シュビッタース『メルツバウ』

ドイツ人美術家クルト・シュビッタース(Kurt Schwitters, 1887-1948)によって起こされた、ダダに付随する芸術運動。1920年代にドイツのハノーファーより発生した。彼が手がけた立体建築的な作品は日本語では「メルツ建築」とも言う。

 

1920年代を通じ、彼は造形した建築的に規模の大きな構成作品を「メルツバウ」(Merzbau)と名付けた。コラージュと並行し、シュヴィッタースは建物の内装を劇的に変える作品制作も生涯を通じて行った。ハノーファーのワルドハウゼン通り5番地の6部屋以上あった自宅を改造する「メルツバウ」は特に有名である。1923年頃に始まったメルツバウ制作は非常にゆっくりと行われた。ナチス・ドイツにより破壊を受け、作品は現存しないが、残された写真では巨大な立体構成が見える。一部の作品は1980年代に再現されたが大聖堂を思わせる列柱は空間からキュビズム的にせり出し、根本的に新しい空間を示している。

 

彼は自らの芸術作品を「メルツ(Merz)」という意味のない言葉で呼んだ。

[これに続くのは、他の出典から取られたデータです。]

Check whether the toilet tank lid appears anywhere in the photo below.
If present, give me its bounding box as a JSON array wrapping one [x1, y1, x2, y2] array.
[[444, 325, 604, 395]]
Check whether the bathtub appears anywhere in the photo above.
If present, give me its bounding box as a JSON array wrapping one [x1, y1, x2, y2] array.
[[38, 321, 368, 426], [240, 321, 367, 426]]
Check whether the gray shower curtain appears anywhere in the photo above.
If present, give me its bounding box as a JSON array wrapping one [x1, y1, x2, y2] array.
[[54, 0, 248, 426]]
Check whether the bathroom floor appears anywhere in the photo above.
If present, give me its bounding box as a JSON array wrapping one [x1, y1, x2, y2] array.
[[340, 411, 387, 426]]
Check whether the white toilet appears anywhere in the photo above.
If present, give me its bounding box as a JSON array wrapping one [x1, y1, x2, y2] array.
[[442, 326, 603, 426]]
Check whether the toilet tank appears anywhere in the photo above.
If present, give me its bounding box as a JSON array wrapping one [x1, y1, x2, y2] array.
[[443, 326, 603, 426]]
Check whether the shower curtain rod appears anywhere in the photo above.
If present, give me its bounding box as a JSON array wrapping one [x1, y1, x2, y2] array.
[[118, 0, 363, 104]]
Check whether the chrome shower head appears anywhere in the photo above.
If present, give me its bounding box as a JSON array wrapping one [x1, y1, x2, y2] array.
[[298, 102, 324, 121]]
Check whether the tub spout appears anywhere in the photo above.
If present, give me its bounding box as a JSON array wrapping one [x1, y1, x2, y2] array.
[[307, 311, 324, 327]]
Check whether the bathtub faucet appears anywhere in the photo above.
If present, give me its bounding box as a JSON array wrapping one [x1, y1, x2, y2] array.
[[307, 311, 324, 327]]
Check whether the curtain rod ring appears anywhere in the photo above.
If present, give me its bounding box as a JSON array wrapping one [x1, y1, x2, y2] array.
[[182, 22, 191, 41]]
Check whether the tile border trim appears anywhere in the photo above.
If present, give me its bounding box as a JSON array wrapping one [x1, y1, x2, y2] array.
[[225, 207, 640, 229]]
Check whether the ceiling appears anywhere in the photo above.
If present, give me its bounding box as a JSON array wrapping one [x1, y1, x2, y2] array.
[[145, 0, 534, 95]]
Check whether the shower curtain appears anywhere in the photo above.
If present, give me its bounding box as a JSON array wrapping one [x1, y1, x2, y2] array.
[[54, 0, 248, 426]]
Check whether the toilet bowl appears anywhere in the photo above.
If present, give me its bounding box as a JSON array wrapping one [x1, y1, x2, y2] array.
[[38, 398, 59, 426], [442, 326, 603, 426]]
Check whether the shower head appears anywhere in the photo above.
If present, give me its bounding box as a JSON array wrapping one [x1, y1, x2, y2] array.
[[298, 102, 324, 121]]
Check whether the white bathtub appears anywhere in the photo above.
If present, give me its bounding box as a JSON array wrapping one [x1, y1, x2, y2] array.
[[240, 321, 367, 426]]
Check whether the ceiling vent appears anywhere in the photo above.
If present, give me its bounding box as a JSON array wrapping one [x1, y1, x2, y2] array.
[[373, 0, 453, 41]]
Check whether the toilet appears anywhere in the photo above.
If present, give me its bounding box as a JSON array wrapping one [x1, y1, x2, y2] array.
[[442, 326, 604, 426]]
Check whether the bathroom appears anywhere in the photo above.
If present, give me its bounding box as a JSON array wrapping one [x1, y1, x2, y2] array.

メルツの語源は「コメルツバンク」(Kommerzbank)という銀行の名から。

 

クルト・シュビッタースはナチスの圧力から逃れ、ノルウェーに移り次のメルツバウを制作したが、程なくドイツ軍がノルウェーへ侵攻し、その構成作品をやむなく放棄せねばならなくなった。メルツバウ作品を制作し続ける為、彼は更にイギリスへ渡るが、最後の大作は未完に終わる。

 

シュビッタース「戦争で物事はひどい混乱に陥った。アカデミーで習ったことは役に立たなくなったように思え、役に立つ新たな考えはまだ準備されていなかった…すべては崩壊し、その破片の中から新しいものが生まれてこなければならなかった。この破片が「メルツ」だ。破片をもとあった姿でなく、そうであるべきだった姿へと変えることは、私の中の革命のようであった。」

 

シュヴィッタースの回顧展を訪れたロバート・ラウシェンバーグは、展覧会を見た後「彼は僕のために全部作ってくれた気がする」とも述べており[5]、これらから直接の影響を受けたとも見られている)。

 

 彼は生涯にわたり「メルツ」という言葉を使い続けた。「メルツ」と呼ばれる彼の作品には、切符や印刷物や針金といったファウンド・オブジェを使ったコラージュからなる絵画(メルツ絵画)が多かった一方、アーティストブック、彫刻、音響詩、さらに後年「インスタレーション」と呼ばれる空間を使った芸術も彼は「メルツ」と呼んだ。

 

(wiki参照)

 

集積ということ自体が意味をもつ新しい表現の形式。アートシェアとの関連性を考える。集積を共有に言い換える。共有を目的とした緩やかな関係をつくる流動的な集まり。